Yesterday's decision in Io Group, Inc. v. Veoh Networks, Inc. is generally being hailed around the blogosphere as a win, or at least a bit of good news, for YouTube in its ongoing infringement fight against Viacom. See the L.A. Times, CNet, Wired, Silicon Alley Insider, Techdirt, TechCrunch. Certainly Google is trumpeting the case as a win.
The piece of the decision most commenters are focusing on is the holding that Veoh's automated reformatting of uploaded materials does not create copies for which Veoh is responsible. That's clearly a good precedent for ISPs that process uploaded content somehow (and follows on the heels of the Second Circuit's similar decision in the Cablevision case).
But there's a key component of the decision that is not at all helpful to YouTube.
The Io court specifically noted that Veoh was able to invoke the DMCA safe harbor, shielding it from liability, because "there is no indication that Veoh has failed to police its system to the fullest extent permitted by its architecture." (Slip op. at 29.) Among those policing efforts was Veoh's practice of using "digital fingerprint technology" to "prevent[ ] the some infringing content from ever being uploaded again." But as I've said before, I believe the real driver behind Viacom's suit to be its claim that YouTube has filtering technology that it refuses to use to police Viacom's content. From Paragraph 7 of the Viacom First Amended Complaint:
Moreover, YouTube has deliberately withheld the application of available copyright protection measures in order to coerce rights holders to grant it licenses on favorable terms. YouTube’s chief executive and cofounder Chad Hurley was quoted in the New York Times on February 3, 2007, as saying that YouTube has agreed to use filtering technology “to identify and possibly remove copyrighted material,” but only after YouTube obtains a license from the copyright owner.... Those who refuse to be coerced are subjected to continuing infringement.

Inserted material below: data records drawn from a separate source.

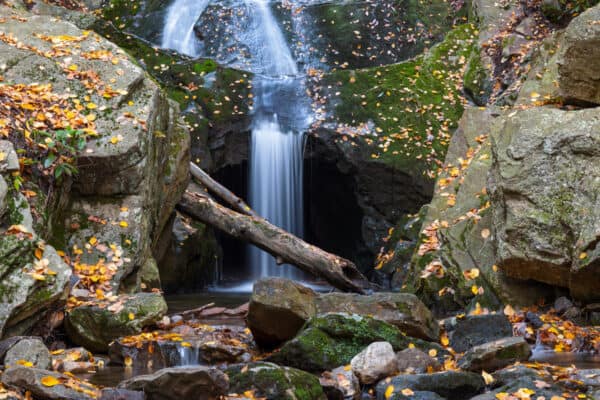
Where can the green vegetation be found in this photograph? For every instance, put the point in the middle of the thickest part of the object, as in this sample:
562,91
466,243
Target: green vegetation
414,105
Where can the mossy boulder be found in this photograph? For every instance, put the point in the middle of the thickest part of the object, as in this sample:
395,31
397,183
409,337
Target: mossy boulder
456,234
280,307
331,340
273,382
95,326
451,385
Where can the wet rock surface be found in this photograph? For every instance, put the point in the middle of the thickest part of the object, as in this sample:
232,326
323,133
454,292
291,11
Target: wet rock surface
203,383
280,307
495,355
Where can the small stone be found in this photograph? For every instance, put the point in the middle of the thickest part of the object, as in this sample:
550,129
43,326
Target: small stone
495,355
562,304
121,394
340,384
375,362
30,349
415,361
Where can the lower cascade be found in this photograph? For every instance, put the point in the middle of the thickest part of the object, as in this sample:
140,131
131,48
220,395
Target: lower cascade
281,114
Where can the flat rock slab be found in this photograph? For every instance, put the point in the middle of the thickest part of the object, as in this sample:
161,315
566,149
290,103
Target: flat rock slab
495,355
201,383
474,330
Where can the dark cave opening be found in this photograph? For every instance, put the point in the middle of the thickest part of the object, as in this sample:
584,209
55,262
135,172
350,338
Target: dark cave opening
333,218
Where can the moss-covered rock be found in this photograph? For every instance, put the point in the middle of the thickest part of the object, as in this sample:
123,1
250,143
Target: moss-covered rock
409,109
272,382
331,340
95,326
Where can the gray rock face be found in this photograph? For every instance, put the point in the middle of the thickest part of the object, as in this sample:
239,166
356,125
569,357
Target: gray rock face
375,362
132,173
416,361
200,383
495,355
463,246
273,382
340,384
542,189
31,379
474,330
579,61
25,300
121,394
29,349
280,307
94,327
452,385
511,379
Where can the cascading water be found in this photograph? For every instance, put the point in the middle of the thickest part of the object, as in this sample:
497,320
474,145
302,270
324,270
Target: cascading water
178,33
281,115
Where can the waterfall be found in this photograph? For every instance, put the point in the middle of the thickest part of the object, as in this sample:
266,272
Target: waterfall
178,33
281,115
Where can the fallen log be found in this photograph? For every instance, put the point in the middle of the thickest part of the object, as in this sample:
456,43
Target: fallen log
285,247
221,191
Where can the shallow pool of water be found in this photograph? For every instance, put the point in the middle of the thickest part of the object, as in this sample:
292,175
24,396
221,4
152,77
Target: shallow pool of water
579,360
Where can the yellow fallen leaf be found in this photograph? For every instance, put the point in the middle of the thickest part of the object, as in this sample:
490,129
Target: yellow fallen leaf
389,391
489,379
509,311
49,381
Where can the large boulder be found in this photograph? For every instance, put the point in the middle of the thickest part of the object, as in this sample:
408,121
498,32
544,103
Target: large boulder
25,298
96,326
273,382
47,385
542,191
280,307
451,385
330,340
129,175
200,383
456,249
579,59
494,355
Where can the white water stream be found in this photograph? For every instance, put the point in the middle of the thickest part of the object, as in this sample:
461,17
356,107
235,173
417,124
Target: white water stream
281,114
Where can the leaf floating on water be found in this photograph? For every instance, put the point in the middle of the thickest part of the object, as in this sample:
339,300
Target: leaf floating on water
49,381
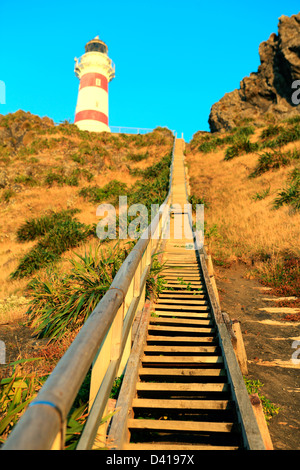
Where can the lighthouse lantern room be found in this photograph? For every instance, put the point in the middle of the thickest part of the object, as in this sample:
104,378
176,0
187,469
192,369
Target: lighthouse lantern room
94,70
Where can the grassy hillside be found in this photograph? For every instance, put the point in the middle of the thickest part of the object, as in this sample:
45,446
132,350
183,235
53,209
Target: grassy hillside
249,180
48,169
52,179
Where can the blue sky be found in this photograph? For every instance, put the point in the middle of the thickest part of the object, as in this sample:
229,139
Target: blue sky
174,59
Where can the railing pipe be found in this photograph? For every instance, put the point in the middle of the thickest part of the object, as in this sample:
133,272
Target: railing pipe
42,426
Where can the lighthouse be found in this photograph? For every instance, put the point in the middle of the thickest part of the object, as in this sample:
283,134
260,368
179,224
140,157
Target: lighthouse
94,70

So Viacom's claim is that YouTube is not policing its system to the fullest extent permitted by its architecture, and in fact is holding some tools back as a bargaining chip. To the extent Io and other decisions are holding that, to preserve its DMCA immunity, an ISP has to police its system to the best of its abilities, YouTube may be in trouble (assuming Viacom's facts are accurate).
It's important to note that in the Io decision, the implicit requirement to police the system comes up in the context of discussing vicarious liability, which is not immunized under the DMCA safe harbor. And vicarious liability has two prongs to it, (1) the "right and ability to supervise the infringing activity" and (2) a "direct financial interest" in those activities. The Io court's discussion of policing occurred in the context of addressing the first prong. The second prong would still need to be demonstrated, and that would likely require a showing that, e.g., YouTube's ability to sell ads was somehow enhanced by the infringing content. Maybe that would succeed, maybe it wouldn't.
But I think the same "duty to police" theory may apply under the core of the safe harbor itself, Section 512(c)(1)(A)(ii). Section 512(c)(1) was not at issue in Io because Io never actually even sent a takedown notice; after spotting infringing files on Veoh's site, it decided to proceed directly to an infringement complaint. (Is this another case of, perhaps, some pre-1998 law school grads being a menace?) Section 512(c)(1) says that, in order to keep its immunity, an ISP hosting infringing content must do a few things, one of which is "act[ ] expeditiously to remove, or disable access to, [infringing] material" if it becomes "aware of facts or circumstances from which infringing activity is apparent." Congress called this a "red flag" provision in the legislative history; an ISP cannot simply ignore red flags indicating infringement and wait for the takedown notices to flow in, if it wants to preserve its immunity.
Does choosing not to use a filter that would screen out additional copies of a work cited in a takedown notice constitute ignoring a red flag? Io suggests that the answer may be yes, and if so, YouTube may be in trouble.